Generally the first version of the compiler is written in a different language, and then each subsequent version is written in that language and compiled with the older version. Once you've compiled version x
with version x-1
, you can use the newly built version x
to recompile itself, taking advantage of any new optimizations that version introduces; GCC does its releases that way
It is. You usually need a bootstrap version of the language either compiled or interpreted from another language.
And to bend your mind a little more, years ago I read the history of a Pascal compiler written as a grad student project. It written in Pascal and compiled with the system's built-in Pascal compiler. Eventually, it was good enough to replace the system's built-in Pascal compiler. Unfortunately, they found a bug in code generation, but the fix for the code generator triggered the bug in the compiler, generating a bad compiler. To fix it required hand-patching the binaries from the installed compiler to then apply the patch to the source to replace itself.
The first pass of the compiler is normally written in something else until the language is well-formed enough to be able to compile it's own compiler, then you can get into the x is written in x.

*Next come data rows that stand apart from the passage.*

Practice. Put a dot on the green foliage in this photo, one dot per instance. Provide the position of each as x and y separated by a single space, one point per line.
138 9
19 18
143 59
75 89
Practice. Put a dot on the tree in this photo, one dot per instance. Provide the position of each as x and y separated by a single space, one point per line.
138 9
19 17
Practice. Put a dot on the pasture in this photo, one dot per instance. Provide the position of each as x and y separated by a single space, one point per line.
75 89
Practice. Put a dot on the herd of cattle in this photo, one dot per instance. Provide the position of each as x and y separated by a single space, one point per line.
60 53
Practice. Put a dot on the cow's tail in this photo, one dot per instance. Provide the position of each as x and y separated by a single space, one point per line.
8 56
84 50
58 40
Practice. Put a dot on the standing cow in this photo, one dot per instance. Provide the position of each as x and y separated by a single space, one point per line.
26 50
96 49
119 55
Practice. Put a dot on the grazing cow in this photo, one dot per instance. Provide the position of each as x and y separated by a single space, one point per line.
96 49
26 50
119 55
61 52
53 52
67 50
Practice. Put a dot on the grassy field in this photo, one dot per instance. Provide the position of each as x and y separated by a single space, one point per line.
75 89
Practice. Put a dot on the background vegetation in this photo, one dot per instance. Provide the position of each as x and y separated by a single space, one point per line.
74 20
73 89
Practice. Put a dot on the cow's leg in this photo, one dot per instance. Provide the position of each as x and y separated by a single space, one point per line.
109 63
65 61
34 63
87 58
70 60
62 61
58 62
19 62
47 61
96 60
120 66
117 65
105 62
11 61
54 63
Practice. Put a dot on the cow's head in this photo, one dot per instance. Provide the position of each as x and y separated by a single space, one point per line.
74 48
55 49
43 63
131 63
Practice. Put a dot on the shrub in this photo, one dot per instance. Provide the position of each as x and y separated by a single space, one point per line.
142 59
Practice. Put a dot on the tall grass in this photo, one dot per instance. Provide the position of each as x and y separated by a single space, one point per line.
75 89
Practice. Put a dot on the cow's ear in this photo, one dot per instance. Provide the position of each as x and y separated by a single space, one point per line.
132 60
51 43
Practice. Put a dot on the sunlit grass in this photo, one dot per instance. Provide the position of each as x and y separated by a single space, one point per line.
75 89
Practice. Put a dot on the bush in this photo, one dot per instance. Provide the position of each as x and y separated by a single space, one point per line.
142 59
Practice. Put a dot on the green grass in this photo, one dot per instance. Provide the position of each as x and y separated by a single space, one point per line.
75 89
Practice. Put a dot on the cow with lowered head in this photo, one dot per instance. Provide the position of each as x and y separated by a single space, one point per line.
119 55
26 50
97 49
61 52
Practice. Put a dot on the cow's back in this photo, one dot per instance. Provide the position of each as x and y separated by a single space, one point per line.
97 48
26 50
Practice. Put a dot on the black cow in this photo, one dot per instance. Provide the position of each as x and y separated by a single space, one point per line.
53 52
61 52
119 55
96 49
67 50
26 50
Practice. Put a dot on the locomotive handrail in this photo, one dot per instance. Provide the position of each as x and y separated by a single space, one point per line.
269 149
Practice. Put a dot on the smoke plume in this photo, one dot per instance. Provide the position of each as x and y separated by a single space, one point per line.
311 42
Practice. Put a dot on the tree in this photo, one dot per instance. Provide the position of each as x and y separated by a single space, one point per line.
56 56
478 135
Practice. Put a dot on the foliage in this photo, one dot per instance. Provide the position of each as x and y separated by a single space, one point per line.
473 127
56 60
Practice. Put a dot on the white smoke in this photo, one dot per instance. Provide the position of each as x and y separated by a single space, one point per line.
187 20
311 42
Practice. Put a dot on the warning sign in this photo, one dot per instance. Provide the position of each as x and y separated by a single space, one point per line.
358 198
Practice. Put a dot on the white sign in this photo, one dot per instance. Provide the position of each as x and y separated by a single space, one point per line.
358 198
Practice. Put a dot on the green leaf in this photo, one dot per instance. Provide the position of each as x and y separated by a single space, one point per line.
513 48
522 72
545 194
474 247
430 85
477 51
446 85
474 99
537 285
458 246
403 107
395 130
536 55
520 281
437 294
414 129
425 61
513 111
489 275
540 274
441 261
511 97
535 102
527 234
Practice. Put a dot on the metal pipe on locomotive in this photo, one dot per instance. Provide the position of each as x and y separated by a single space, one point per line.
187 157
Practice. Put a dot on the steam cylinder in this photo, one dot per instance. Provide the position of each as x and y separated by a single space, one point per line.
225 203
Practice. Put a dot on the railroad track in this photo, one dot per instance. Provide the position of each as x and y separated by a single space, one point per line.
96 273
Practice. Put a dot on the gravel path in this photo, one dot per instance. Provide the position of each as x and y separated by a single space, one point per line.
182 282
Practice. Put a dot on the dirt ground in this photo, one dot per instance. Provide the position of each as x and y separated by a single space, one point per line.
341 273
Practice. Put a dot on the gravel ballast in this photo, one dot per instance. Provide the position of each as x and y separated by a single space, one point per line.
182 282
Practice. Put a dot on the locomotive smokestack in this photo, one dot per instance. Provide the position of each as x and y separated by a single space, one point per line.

It's only a problem for the very first version ever. Once I have V1.0 of the compiler working I can write V2.0 in my language and use the V1.0 compiler to compile it. Then I can write V3.0 and use V2.0 to compile that, use V3.0 to compile V4.0 and so on.
At the very beginning, the real first compiler of that language, was written not in that language of course. Very second could be written in that language. Moreover, given a spec of a language, you can implement a basic core in a bootstrap compiler, and then write the full compliant compiler in that language using the subset understood by the "bootstrap" compiler. Second generation compilers can forget "bootstrap" compiler too.
At some point, you need a compiler (or interpreter) written in a different language. But it doesn't need to be efficient and can be done in a language that makes parsing and prototyping easy (LISP is popular). Once you have used this to compile the "self-compiler", you can discard it and use the result.